Suggestions: Templates are terrific for helping the project team collect and document information. However a better approach to just handing out templates would be to provide standards, guidance and instructions for filling out the contents of the templates. Set up a kick-off meeting where all affected parties get specific instructions for filling out the contents of the templates. Provide samples of well constructed templates to the audience. Also provide the criteria that will evaluate the quality of the filled out templates. Do not wait until the due date to review all the templates. Templates should be evaluated early and gradually as they become available which allows for corrective action without much impact to the project schedule in the event that team are not complaint with the established standards for filling out the templates.

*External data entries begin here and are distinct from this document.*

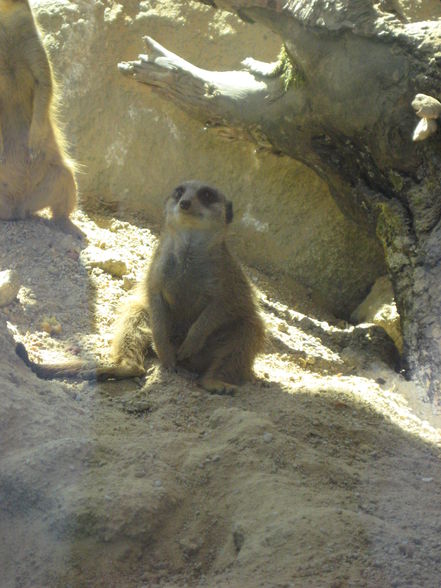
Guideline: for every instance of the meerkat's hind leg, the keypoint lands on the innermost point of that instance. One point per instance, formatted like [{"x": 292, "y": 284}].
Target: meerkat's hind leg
[
  {"x": 133, "y": 340},
  {"x": 232, "y": 358},
  {"x": 58, "y": 191}
]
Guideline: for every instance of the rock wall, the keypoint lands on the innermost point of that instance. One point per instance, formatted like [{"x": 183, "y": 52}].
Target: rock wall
[{"x": 133, "y": 147}]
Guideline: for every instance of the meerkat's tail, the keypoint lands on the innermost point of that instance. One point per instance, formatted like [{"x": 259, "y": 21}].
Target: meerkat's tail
[{"x": 80, "y": 370}]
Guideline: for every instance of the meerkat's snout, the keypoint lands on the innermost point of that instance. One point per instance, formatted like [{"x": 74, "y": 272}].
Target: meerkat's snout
[{"x": 185, "y": 204}]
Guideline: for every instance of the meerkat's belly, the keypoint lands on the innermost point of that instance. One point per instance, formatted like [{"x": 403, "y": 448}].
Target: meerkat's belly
[{"x": 186, "y": 289}]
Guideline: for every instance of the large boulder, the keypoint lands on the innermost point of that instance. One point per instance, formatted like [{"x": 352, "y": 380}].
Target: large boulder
[{"x": 133, "y": 147}]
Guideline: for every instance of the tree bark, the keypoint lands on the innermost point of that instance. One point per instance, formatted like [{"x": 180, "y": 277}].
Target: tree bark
[{"x": 339, "y": 99}]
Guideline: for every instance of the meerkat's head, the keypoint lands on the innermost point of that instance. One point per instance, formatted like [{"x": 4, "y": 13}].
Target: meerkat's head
[{"x": 195, "y": 205}]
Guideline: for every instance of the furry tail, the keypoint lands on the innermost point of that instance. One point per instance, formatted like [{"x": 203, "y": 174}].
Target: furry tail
[{"x": 80, "y": 370}]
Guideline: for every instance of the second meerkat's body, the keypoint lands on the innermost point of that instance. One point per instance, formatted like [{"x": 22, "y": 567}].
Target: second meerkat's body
[
  {"x": 34, "y": 170},
  {"x": 195, "y": 307}
]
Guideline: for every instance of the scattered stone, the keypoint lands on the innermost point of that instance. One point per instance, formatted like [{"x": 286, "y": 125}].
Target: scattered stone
[
  {"x": 380, "y": 309},
  {"x": 9, "y": 287},
  {"x": 51, "y": 325},
  {"x": 108, "y": 262},
  {"x": 238, "y": 537}
]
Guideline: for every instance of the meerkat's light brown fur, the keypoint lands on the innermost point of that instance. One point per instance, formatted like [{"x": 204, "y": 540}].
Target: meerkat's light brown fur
[
  {"x": 35, "y": 172},
  {"x": 194, "y": 309}
]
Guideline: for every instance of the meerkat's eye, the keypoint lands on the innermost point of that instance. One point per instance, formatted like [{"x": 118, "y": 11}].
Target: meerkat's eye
[
  {"x": 178, "y": 193},
  {"x": 208, "y": 196}
]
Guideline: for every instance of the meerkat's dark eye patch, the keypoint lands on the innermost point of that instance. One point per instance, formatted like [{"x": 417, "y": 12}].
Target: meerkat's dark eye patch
[
  {"x": 208, "y": 196},
  {"x": 178, "y": 192}
]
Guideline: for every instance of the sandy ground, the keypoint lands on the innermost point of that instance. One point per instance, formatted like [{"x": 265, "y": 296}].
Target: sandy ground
[{"x": 324, "y": 473}]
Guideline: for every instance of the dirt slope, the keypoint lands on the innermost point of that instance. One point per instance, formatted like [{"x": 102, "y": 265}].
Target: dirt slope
[{"x": 326, "y": 472}]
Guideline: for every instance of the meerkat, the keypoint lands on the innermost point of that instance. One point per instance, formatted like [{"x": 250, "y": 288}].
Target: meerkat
[
  {"x": 195, "y": 308},
  {"x": 35, "y": 171}
]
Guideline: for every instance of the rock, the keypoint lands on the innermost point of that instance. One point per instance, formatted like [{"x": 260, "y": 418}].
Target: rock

Conclusions: The author exposes and reveals perils to the SAP implementation

that need to be addressed as early as the requirements management phase. The suggestions for overcoming these perils include involving SMEs for capturing requirements, scrubbing requirements, end user hands on execution during UAT testing, transport management tool, and advocating the use of automated test tools. The author based on his experiences has witnessed how one or more of the perils above has crippled other ERP projects and believes that planning for these risks with proven techniques will increase the chances of success at most ERP implementations.